The first part of your response does miss something, namely the "(by whatever means)".

Yes,  \forall x \exists y T(e,x, y) is provable in PA iff it is provable in HA. But that wasn't my question. It does raise the further question however  of where in the `hierarchy of formal systems' S does the equivalence  

 \forall x \exists y T(e,x, y) is provable in classical S iff it is provable in intuitionistic S

break down. As long as the double negation interpretation of S classical in S intuitionistic is valid the equivalence holds. So it holds for number theory of finite order for example.  Does it hold for ZF (where intuitionistic ZF is some version of constructive set theory)?  


The second part of your response  may also miss something: can you give me an example of a function provably computable in ZF that is not provably computable by constructive means?  Note that I am NOT asking whether there is a Turing machine e such that {e} is provably total in e.g. ZF but not provably total constructively. Im asking for an e such that {e} is provably total non-constructively and no {f} with {e} = {f} is provably total constructively.  

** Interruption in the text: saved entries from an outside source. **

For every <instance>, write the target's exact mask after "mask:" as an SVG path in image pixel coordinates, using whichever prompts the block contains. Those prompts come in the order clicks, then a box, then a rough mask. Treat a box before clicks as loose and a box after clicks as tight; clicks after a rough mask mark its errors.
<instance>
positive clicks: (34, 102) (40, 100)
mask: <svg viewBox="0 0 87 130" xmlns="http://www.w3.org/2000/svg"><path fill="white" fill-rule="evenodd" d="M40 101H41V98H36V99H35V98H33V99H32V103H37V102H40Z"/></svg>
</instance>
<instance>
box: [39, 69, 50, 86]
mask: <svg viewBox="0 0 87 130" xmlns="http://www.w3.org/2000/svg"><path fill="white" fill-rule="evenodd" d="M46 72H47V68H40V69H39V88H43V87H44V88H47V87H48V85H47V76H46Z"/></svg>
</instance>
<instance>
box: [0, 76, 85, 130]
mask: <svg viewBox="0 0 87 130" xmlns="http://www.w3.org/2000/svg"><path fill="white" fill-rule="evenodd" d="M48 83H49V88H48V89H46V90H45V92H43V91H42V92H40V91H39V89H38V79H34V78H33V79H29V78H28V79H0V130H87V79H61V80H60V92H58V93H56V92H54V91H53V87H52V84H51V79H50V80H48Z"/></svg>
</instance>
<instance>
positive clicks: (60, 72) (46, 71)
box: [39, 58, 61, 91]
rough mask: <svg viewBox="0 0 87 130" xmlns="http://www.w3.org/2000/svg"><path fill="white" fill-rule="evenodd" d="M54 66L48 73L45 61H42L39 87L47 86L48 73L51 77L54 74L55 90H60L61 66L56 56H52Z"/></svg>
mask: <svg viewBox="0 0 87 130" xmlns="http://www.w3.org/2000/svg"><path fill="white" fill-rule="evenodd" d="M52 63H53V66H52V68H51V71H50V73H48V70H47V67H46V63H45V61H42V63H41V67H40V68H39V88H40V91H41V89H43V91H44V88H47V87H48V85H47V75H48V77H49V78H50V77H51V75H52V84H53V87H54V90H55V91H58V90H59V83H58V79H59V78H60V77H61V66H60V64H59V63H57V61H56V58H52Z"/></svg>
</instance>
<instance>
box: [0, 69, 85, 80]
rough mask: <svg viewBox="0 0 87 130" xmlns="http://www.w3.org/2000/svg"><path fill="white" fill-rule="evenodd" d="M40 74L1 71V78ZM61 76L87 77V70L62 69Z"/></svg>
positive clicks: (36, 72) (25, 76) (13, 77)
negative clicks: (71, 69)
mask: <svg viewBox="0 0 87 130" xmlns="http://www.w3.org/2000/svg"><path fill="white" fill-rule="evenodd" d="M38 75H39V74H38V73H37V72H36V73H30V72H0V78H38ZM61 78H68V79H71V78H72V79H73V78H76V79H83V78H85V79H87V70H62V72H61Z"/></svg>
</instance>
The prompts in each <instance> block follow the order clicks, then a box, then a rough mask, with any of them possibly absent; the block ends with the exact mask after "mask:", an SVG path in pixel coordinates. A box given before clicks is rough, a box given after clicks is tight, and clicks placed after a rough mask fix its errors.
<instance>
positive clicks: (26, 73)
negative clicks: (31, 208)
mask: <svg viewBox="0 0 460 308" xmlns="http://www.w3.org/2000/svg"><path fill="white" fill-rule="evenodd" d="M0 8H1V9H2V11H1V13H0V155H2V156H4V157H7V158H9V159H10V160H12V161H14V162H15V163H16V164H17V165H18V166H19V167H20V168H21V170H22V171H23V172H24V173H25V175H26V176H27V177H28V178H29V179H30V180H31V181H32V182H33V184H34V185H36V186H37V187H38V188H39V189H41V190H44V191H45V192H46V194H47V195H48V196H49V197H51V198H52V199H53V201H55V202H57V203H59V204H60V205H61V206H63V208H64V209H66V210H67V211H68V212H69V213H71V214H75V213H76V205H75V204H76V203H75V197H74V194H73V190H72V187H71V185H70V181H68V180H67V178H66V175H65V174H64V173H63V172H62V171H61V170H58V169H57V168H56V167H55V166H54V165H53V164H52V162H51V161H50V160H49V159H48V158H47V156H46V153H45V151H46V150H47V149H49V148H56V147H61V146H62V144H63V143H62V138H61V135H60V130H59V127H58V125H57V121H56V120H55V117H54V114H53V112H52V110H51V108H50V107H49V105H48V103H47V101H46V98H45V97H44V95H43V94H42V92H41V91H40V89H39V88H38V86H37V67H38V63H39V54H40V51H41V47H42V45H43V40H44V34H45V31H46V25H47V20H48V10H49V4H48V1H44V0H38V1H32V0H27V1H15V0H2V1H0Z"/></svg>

Sorry if I caused confusion.

Bill
 
On Jun 25, 2013, at 2:59 PM, Craig Smorynski <smorynski at sbcglobal.net> wrote:

> Am I missing something? PA and HA have the same provably computable functions, so the two theories would have to have different strengths. Otherwise the answer is yes even for both theories classical, provided one has more provably computable functions, e.g. ZF vs. PA.
> 
> Or am I missing something?
> 
> On Jun 19, 2013, at 4:36 PM, WILLIAM TAIT wrote:
> 
>> Maybe an interesting question in this connection is whether there is an e such that
>> 
>> \forall x \exists y T(e,x, y)
>> 
>> is classically provable (by whatever means) but there is no e' such that 
>> 
>> \forall x \exists y T(e',x, y)
>> 
>> is constructively provable and {e} = {e'}.